Back in high school (in the 60s), I had a science teacher who did a good illustration of it all. He made the usual demo of a spectrum using a prism, on a sheet of white paper. Then he had students come up and mark the visible ends of the spectrum, covering up each student's marks with another sheet of paper before the next student made their marks. The result was two columns of dots that didn't line up at all; their variants was around 10% of the width of the spectrum. I'd made marks that I could identify, and saw that my UV mark was right at the average point, while my IR mark was one of the farthest out. This explained some things I'd already noticed about the ways that different people saw colors.
This has been known to the photography industry since color film was first produced. Different varieties of film (and now CCDs) have different sensitivities, and different photographers have different preferences for brands of film based on this.
One of my funny personal anecdotes on the topic was once (in Jr High, as I recall), I asked some visitors why the front-left panel of their car was a different color than the rest of the car. They gave me a funny look, then said the car was all black, which everyone else present agreed with. I objected that only that one panel was black; the rest of the car was a deep red. This got me more funny looks, and the fellow who owned the car said that the car had been in a minor accident that damaged the front-left panel, so it was replaced. After that, my family thought I had something called "black-red color blindness" (which is odd, because I was actually the only one without that defect ;-). I was taken to an optometrist, who verified the "condition", but assured my parents that it wasn't a significant problem, and didn't need treating. Actually, there was a simple treatment: glasses that block near-IR light, and I've accidentally got several sunglasses that do just that, making for oddly muted reds.
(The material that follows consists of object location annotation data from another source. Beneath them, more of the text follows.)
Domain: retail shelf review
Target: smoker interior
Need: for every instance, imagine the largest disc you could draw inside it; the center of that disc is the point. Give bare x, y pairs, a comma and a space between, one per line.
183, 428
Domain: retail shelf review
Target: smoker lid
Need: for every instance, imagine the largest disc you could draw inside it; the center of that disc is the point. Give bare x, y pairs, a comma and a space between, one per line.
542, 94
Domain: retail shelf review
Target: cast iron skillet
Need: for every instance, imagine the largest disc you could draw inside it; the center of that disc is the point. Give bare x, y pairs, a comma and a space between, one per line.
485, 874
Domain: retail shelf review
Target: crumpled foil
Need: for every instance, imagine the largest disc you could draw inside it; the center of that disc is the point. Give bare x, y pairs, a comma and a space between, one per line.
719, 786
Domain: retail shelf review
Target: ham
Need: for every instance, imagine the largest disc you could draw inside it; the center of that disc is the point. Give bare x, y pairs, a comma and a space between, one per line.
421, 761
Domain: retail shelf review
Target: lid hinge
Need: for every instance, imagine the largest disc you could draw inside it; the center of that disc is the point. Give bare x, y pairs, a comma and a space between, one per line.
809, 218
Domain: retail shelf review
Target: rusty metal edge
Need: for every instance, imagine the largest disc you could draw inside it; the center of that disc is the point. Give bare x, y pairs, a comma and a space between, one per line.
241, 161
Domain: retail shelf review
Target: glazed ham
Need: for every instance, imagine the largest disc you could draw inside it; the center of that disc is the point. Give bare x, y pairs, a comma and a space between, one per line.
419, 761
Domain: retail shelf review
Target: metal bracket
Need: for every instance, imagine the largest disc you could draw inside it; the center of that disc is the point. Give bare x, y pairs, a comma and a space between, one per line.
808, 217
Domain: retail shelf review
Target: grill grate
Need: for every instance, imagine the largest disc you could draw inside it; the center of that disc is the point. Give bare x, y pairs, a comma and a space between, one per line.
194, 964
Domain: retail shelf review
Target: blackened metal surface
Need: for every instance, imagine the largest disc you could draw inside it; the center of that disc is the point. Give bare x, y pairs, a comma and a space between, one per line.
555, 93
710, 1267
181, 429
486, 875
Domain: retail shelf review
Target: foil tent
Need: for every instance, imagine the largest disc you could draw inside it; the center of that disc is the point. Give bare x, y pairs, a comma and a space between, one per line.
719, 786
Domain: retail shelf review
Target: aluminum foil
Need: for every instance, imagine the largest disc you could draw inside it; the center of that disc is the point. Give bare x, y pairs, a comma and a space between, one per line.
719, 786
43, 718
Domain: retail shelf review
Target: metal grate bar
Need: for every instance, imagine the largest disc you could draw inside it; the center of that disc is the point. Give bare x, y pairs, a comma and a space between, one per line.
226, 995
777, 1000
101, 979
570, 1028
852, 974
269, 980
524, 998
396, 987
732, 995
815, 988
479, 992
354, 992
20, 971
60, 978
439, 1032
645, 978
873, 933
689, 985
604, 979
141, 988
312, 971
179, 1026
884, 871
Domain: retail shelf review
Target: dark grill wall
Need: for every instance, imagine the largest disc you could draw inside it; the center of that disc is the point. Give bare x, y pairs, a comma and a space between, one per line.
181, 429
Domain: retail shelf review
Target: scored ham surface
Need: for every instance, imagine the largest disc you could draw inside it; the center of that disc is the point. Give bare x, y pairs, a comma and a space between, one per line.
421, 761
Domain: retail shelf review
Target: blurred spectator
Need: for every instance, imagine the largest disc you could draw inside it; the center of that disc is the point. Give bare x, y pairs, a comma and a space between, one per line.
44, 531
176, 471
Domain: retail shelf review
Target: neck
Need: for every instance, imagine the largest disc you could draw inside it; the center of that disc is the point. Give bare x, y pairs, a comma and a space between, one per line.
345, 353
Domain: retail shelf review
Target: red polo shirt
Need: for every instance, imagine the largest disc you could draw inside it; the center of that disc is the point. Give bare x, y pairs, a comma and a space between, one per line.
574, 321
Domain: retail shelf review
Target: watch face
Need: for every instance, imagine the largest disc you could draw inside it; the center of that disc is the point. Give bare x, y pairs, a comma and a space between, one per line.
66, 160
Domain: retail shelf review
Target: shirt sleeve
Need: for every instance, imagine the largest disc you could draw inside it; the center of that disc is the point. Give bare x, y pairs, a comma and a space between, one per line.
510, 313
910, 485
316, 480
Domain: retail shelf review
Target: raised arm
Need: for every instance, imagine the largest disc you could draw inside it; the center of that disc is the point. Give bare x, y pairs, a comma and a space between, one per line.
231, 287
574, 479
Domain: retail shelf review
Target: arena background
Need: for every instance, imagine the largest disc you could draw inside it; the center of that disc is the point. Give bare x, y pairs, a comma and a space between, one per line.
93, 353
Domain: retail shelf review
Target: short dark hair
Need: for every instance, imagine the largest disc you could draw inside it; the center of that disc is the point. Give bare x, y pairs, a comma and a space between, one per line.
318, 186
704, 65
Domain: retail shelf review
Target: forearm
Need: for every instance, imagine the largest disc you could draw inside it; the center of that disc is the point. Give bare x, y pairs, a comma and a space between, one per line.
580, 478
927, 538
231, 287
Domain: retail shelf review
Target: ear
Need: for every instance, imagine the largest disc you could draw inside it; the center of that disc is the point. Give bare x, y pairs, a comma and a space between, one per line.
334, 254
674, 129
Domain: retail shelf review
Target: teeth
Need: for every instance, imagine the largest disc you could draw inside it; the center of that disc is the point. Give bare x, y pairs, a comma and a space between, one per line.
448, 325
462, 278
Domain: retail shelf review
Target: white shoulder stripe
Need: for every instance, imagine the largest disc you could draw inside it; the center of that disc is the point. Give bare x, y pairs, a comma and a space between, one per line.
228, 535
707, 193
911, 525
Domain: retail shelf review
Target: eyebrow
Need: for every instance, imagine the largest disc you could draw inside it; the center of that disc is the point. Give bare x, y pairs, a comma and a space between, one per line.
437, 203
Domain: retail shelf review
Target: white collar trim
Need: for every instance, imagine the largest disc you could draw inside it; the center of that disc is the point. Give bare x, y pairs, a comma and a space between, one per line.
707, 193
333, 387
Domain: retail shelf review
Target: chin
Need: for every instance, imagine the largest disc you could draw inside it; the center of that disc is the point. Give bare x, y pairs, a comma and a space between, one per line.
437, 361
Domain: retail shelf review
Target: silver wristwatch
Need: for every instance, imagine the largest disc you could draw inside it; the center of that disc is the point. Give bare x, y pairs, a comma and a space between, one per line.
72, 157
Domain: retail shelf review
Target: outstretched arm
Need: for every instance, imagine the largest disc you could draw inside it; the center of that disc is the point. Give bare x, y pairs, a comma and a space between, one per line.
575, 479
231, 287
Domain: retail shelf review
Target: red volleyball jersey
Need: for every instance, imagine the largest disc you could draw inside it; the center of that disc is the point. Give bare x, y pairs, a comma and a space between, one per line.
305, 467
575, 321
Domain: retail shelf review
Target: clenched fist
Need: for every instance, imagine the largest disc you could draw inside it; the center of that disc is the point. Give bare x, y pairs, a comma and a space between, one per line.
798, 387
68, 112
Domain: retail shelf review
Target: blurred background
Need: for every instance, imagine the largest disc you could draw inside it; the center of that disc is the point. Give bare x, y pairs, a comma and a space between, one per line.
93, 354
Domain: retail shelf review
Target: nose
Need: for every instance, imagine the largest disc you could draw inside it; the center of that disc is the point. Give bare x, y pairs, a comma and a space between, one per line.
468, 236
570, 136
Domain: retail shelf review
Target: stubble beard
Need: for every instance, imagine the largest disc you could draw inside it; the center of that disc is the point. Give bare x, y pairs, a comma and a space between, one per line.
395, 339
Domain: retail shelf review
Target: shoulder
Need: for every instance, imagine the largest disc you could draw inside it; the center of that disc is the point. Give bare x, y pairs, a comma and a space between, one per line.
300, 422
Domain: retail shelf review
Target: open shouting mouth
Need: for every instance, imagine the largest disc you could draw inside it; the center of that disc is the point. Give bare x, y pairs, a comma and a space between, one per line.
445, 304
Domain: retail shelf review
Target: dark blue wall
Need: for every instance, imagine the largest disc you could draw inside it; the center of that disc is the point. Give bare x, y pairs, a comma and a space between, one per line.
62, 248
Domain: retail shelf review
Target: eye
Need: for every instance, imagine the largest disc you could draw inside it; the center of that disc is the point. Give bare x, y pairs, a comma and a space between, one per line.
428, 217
As I got more into photography, I eventually noticed that my eyes have slightly different color vision, with things looking slightly bluer in the left eye and slightly redder in the right eye. This seems to be extremely common, actually, though most people don't notice it until it's mentioned and they start trying to spot it in different lighting condition. (Hint: It's often easier to spot in lower-light conditions, and difficult in full sunlight.)